Rejuvenate Your Child’s Self-Esteem During the December & January Break

February 12th, 2013 posted by Dr. Raymond J. and Eileen Huntington

by Dr. Raymond J. and Eileen Huntington

For most students, December and January bring at least two weeks to relax and recharge while classes are out of session. For families, this can also be a wonderful time to reaffirm emotional connections that have a significant impact on children’s success in school. Recognizing the very powerful link between high self-esteem, high aspirations and high achievement, parents should consider the following checklist of strategies to help students develop a positive mindset for the semester to come.

Help your children set goals.

Children feel successful when they accomplish goals – particularly those that lead to success in school. Work with your child to determine learning and achievement goals that are attainable with a reasonable amount of time and effort. Once these goals are set, determine what steps should be taken to reach them. Praise every earnest attempt, whether it’s successful or not.

Encourage children to communicate their feelings.

Children need to know that even anger and fear are normal emotions felt by everyone from time to time. They should understand that acknowledging these feelings can often be the first step to overcoming them. If your daughter realizes that she’s angry over the unflattering comments in a mid-year progress report, she may commit herself to working harder. If your son admits he’s afraid that he’s just not up to the challenges of another semester of Algebra II, that admission could trigger the determination to get extra help. // Listen carefully to your child. When you listen to children, they tend to feel better about themselves. They also tend to model that behavior by listening closer to their siblings, their teachers, other children, and to you. Children who are good listeners often find it easier to make friends, and to feel valued at school and in their communities. And don’t forget that being a good listener is vital for success in the classroom as well.

Use fair, consistent discipline as a building block for self-esteem.

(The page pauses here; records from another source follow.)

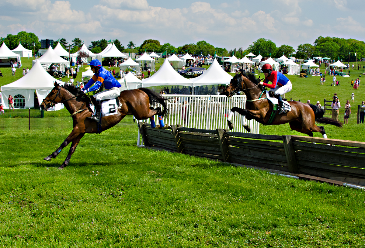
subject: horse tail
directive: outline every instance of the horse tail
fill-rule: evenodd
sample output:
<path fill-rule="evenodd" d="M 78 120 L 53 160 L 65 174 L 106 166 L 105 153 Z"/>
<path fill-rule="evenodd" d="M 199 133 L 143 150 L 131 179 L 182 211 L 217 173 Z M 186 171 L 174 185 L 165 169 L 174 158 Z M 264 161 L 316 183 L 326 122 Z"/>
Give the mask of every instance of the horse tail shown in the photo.
<path fill-rule="evenodd" d="M 324 115 L 324 109 L 321 108 L 318 108 L 315 105 L 310 103 L 308 104 L 314 112 L 314 117 L 315 118 L 316 121 L 323 124 L 333 125 L 339 128 L 342 127 L 342 123 L 338 121 L 328 117 L 323 117 L 323 116 Z"/>
<path fill-rule="evenodd" d="M 138 89 L 141 90 L 147 94 L 148 98 L 150 99 L 150 104 L 151 105 L 155 106 L 159 104 L 162 105 L 162 106 L 164 107 L 164 110 L 162 112 L 162 116 L 164 116 L 165 114 L 168 113 L 169 109 L 167 108 L 165 102 L 169 101 L 168 100 L 162 97 L 160 94 L 156 93 L 146 88 L 139 88 Z"/>

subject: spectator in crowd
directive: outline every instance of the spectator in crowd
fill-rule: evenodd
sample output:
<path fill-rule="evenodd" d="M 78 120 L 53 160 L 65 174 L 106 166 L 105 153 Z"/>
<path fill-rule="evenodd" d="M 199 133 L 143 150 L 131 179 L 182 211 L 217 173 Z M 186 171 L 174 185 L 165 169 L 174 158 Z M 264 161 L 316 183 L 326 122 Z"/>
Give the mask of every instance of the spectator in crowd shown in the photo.
<path fill-rule="evenodd" d="M 347 100 L 346 102 L 346 104 L 345 105 L 345 117 L 343 119 L 343 124 L 345 124 L 346 121 L 346 124 L 349 124 L 349 118 L 350 118 L 350 115 L 351 114 L 351 105 L 350 104 L 350 101 Z"/>
<path fill-rule="evenodd" d="M 338 109 L 341 107 L 341 104 L 337 96 L 333 98 L 333 101 L 331 104 L 331 107 L 332 108 L 332 118 L 334 120 L 338 120 Z"/>
<path fill-rule="evenodd" d="M 8 98 L 8 104 L 9 105 L 9 109 L 10 109 L 10 108 L 13 108 L 13 112 L 14 112 L 14 98 L 13 98 L 13 97 L 11 96 L 11 95 L 9 95 L 9 97 Z"/>
<path fill-rule="evenodd" d="M 360 106 L 360 122 L 364 123 L 364 117 L 365 117 L 365 101 L 361 102 L 361 106 Z"/>

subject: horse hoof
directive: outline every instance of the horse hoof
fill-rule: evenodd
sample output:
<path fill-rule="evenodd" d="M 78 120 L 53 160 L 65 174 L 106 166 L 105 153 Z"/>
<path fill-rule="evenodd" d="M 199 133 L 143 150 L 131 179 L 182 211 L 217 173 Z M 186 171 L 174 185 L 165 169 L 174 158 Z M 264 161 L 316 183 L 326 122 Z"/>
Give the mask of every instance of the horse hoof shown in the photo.
<path fill-rule="evenodd" d="M 251 128 L 250 127 L 250 126 L 247 125 L 247 126 L 245 126 L 243 127 L 245 129 L 246 129 L 246 131 L 249 133 L 251 132 Z"/>
<path fill-rule="evenodd" d="M 51 159 L 52 159 L 52 158 L 50 158 L 49 156 L 47 156 L 44 159 L 43 159 L 44 160 L 47 160 L 47 161 L 51 161 Z"/>

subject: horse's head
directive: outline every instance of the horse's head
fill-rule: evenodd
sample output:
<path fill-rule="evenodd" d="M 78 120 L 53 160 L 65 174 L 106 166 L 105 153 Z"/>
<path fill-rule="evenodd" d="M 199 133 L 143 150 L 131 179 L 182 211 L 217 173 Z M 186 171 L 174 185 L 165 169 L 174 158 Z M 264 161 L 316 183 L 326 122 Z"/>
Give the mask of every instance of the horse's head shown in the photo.
<path fill-rule="evenodd" d="M 61 90 L 61 86 L 55 82 L 53 84 L 54 88 L 49 93 L 46 98 L 43 99 L 43 101 L 41 104 L 41 109 L 42 110 L 47 111 L 50 107 L 53 107 L 56 103 L 58 103 L 61 101 L 60 92 Z"/>
<path fill-rule="evenodd" d="M 234 94 L 235 93 L 241 89 L 241 81 L 242 80 L 242 76 L 240 75 L 235 75 L 233 78 L 231 80 L 230 85 L 226 88 L 224 94 L 226 96 L 230 97 Z"/>

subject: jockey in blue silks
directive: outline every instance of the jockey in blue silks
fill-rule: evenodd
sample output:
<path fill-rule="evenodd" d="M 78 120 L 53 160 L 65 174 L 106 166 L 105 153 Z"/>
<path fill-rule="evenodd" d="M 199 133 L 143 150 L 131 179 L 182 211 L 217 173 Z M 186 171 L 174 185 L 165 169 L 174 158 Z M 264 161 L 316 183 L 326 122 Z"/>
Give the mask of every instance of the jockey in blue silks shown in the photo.
<path fill-rule="evenodd" d="M 90 98 L 95 105 L 95 115 L 92 116 L 92 120 L 97 122 L 100 118 L 100 111 L 101 108 L 101 100 L 116 98 L 120 94 L 119 90 L 122 85 L 106 69 L 101 66 L 101 62 L 97 59 L 92 60 L 90 62 L 91 70 L 95 74 L 84 88 L 84 94 L 99 89 L 104 83 L 105 89 L 109 89 L 99 92 L 92 96 Z M 90 87 L 93 85 L 94 85 Z"/>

Discipline should be a tool for helping children make wise decisions. You can utilize it best by establishing a limited number of clear and necessary rules. Too many rules can make a child feel powerless and untrustworthy. But rules that have a definitive connection to success – completing homework every night or putting in extra study time before a big test, for example – will lead to accomplishments that automatically make your child feel better about his or her abilities.

Help children learn from their mistakes.

When children are unsuccessful at something, position it as a temporary setback, not a failure, as long as they learn from the experience. Ask your child for a sense of why he or she didn’t succeed, and work together to determine what steps should be taken to improve.

Give your children meaningful responsibilities.

Giving your children worthwhile jobs around the house and responsibilities for improving your community can enhance their sense of accomplishment. As children live up to these responsibilities, they develop a sense of self-worth at being able to contribute their skills and energies in a meaningful way. Students who feel valued at home and in the community tend to feel a stronger connection to their schools as well.

Give children a special place for displaying educational accomplishments.

The refrigerator door is ideal. When friends and relatives visit, share the special items and let your child feel successful. You can also keep a scrapbook of your children’s accomplishments.

Recognize your child’s special qualities.

While all children tend to seek the approval of their peers, “popularity” can seem especially crucial during the middle and high school years. But your child doesn’t have to be the star of the cheerleading squad or the class president to stand out. Make sure you recognize your child’s special qualities, and do whatever you can to foster higher achievement by nurturing special aptitudes. Remind your child often that there is indeed “life after high school,” and plenty of time to shine under the spotlight of individual abilities in the years to come.

Remember the power of praise.

Most of us can easily remember the thrill of rushing home with an “A” on a term paper or high marks on a report card or class project, so don’t forget to rise to the occasion when you hear “Mom, guess what!” seconds after your son or daughter comes through the door. And while it’s pretty typical for teens to pretend they’re too cool to worry about what “the parents” think of their progress in school, chances are you’ll still get a smile with the words “well done!”